# Audi TT RS Confirmed for America



## [email protected] (Apr 9, 2004)

Herndon, VA -- The hopes of American sports car enthusiasts will be realized. Audi announced today that it is bringing the 360-horsepower Audi TT RS coupe to the U.S. market by the third quarter of 2011.

The introduction of the Audi TT RS to the U.S. market has been under consideration for several months. To gauge consumer passion for the high-performance car, Audi launched an innovative survey on its Facebook tab. After more than 11,500 fans expressed their enthusiasm for the Audi TT RS in just one month, and the American automotive media praised its dynamics, Audi executives concluded the car’s time had come.

* Full Story *


----------



## [email protected] (Dec 12, 2001)

Y - E - S.

YES!



Love it in that color combo, too...



-Tim


----------



## DgonzTT (Oct 8, 2009)

Ok so it's official, forget going BT on my TT, Im jumping on this sexy thing once i can get my hands on one


----------



## quailallstar (Dec 2, 2001)

Nice! 
Audi of America is going about this the right way, unlike Volkswagen of America with its Golf R, or lack thereof. 

Audi of America: 
Polling the public for feedback, engaging them via social media and delivering an ANSWER! :thumbup:

VW of America:
??????????????????


----------



## alva8193 (May 13, 2009)

i need this car in my life.


----------



## VMRWheels (Aug 11, 2009)

SilverSLC said:


> Y - E - S.
> 
> YES!
> 
> ...


+1 to this, word for word!


----------



## hisham678 (Jul 9, 2003)

Finally a worthy replacement to the MK4 R32. Do I have one more year of patience


----------



## DarthTTs (Dec 7, 2009)

:thumbup::thumbup::thumbup:

uffff, 60k USD???


uffff....

stretching wallet...just at the end of my lease :sly:


----------



## jetta2.8 (May 18, 2009)

****ing right!


----------



## untchablecs (Sep 26, 2006)

Will the 7 speed dual clutch transmission be an option?
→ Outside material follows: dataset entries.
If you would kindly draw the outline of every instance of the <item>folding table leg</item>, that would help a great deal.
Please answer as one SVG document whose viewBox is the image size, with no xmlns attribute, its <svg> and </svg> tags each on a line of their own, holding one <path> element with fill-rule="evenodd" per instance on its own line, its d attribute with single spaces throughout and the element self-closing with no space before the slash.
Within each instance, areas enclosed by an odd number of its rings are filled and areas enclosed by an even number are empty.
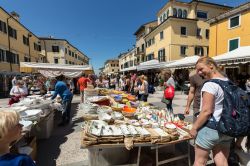
<svg viewBox="0 0 250 166">
<path fill-rule="evenodd" d="M 158 149 L 158 145 L 156 145 L 156 148 L 155 148 L 155 162 L 156 162 L 156 166 L 158 166 L 158 162 L 159 162 L 159 149 Z"/>
<path fill-rule="evenodd" d="M 191 166 L 191 156 L 190 156 L 190 141 L 187 141 L 188 146 L 188 166 Z"/>
<path fill-rule="evenodd" d="M 140 165 L 140 157 L 141 157 L 141 146 L 138 147 L 138 154 L 137 154 L 137 163 L 136 165 Z"/>
</svg>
I thought I saw that on another site.


----------



## [email protected] (Dec 12, 2001)

untchablecs said:


> Will the 7 speed dual clutch transmission be an option? I thought I saw that on another site.


 No.

All of the ones coming to the US will more than likely be 6MT.

-Tim


----------



## flieger (Jun 28, 2000)

SilverSLC said:


> No.
> 
> All of the ones coming to the US will more than likely be 6MT.
> 
> -Tim


 
Which is how a car like this should be....it will be my next car...no doubt about it...:thumbup:


----------



## [email protected] (Apr 9, 2004)

untchablecs said:


> Will the 7 speed dual clutch transmission be an option? I thought I saw that on another site.


 MT6 only. They did introduce the 7-speed S-tronic in Europe but MT only for USA to differentiate from rest of TT lineup.


----------



## DgonzTT (Oct 8, 2009)

I dont care if you have to shift via mind control, i want one!


----------



## sr_erick (Mar 17, 2008)

Hell yeah!!!! Looks like quantities will be extremely limited. I know damn well I am going to get my order in and I am extremely excited it's going to be a manual! Can't wait! Now.... what color I wonder? I am torn between that white, red, or a blue.


----------



## [email protected] (Dec 12, 2001)

It will be interesting to see what colors they offer here, since some of the colors that the TT-RS is available in for other markets are Audi Exclusive colors on models currently offered here (like Suzuka Grey, for instance).

-Tim


----------



## Fissues (Nov 6, 2008)

No DSG! Not for me.....fail.


----------



## [email protected] (Apr 9, 2004)

SilverSLC said:


> It will be interesting to see what colors they offer here, since some of the colors that the TT-RS is available in for other markets are Audi Exclusive colors on models currently offered here (like Suzuka Grey, for instance).
> 
> -Tim


 I wouldn't be surprised to see Suzuka on the stock list for that car. It's a bit of an odd color for general sale on mass market models like my S4 Tim but on a niche car like that where it's already offered I doubt it'd be dropped. 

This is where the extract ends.